间质性肺病(ILD)的死亡率评估具有挑战性。我们的目的是确定 BMI 和体重变化在最常见的纤维化 ILD 亚型中的预后意义。
BMI 和随时间推移的体重减轻能否成为纤维化 ILD 患者可靠的预后指标?
这是一项观察性回顾性多中心队列研究,纳入了来自加拿大肺纤维化注册中心(CARE-PF,推导)和加利福尼亚大学旧金山分校(UCSF,验证)ILD 登记处的纤维化 ILD 患者。患者被分为体重不足(BMI<18.5)、正常体重(BMI 18.5-24.9)、超重(BMI 25-29.9)或肥胖(BMI>30)。使用最小二乘法基于每个可用测量值计算所有随访年的体重变化的年度斜率,作为最佳拟合斜率。单独的多变量分析评估了 BMI 和体重变化与死亡率的相关性,调整了常见的预后变量。

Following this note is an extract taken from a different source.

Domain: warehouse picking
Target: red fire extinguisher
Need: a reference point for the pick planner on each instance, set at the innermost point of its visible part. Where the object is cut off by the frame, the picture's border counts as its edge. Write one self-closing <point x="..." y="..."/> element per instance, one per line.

推导队列和验证队列分别纳入了 1786 例和 1779 例患者。与 BMI 正常的患者相比,体重不足的患者死亡率最高(风险比[HR],3.19;95%CI,1.88-5.43;P<.001),超重(HR,0.52;95%CI,0.36-0.75;P<.001)或肥胖(HR,0.55;95%CI,0.37-0.83;P<.001)的患者死亡率最低,该分析调整了 ILD-GAP(性别、年龄、生理)指数。在调整了 ILD-GAP 指数和基线 BMI 类别后,在 1 年内体重至少减轻 2kg 的患者在随后的 1 年内死亡风险增加(HR,1.41;95%CI,1.01-1.97;P=0.04),体重减轻更多的患者风险趋于平稳。在验证队列中观察到了一致的结果。
BMI 和体重减轻均与纤维化 ILD 的 1 年死亡率独立相关。BMI 和体重减轻可能是纤维化 ILD 临床有用的预后指标。